John Ashbery's "Ghost Riders of the Moon" (Commonplace Book))

The title made me think of comic books, and then so did the final lines:

We collected
them after all for their unique
indifference to each other and to the circus
that houses us all, and for their collectibility  --
that, and their tendency to fall apart. 

Check that great line break separating "circus" from "that houses us all" so that for a minute you think he literally means a circus. And check the near tautology of the second of the three reasons: "we collected them ... for their collectibility." I particularly like the tension between permanence and entropy in the collection: we collect things (like comics) so that they will be kept safe and not fall apart, and we collect them because they have some kind of permanent value to us -- those stories last forever somehow -- but here it seems more like we collect because we like the fact that their falling apart is inevitable. We like things that fall apart in the end. 

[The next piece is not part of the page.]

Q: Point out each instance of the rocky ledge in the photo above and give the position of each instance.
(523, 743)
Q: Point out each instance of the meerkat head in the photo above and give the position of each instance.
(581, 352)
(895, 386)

I am really embracing the idea that I can just get on the blog with unfinished ideas. 


frank said...

Hmm. When you start talking shared universes, the line about "their unique indifference to each other stands out." (Why doesn't Supes call the JLA everytime he needs help, or why doesn't he just track down all of Bats' more street-level rogues?)

And continuity has a "tendency to fall apart" when fanmen read every book and fall in love with having to know where everything fits.

Marc Caputo said...

I'm really glad that you threw in that last line; what keeps me from updating my blog more often is the sense that I have to be so complete.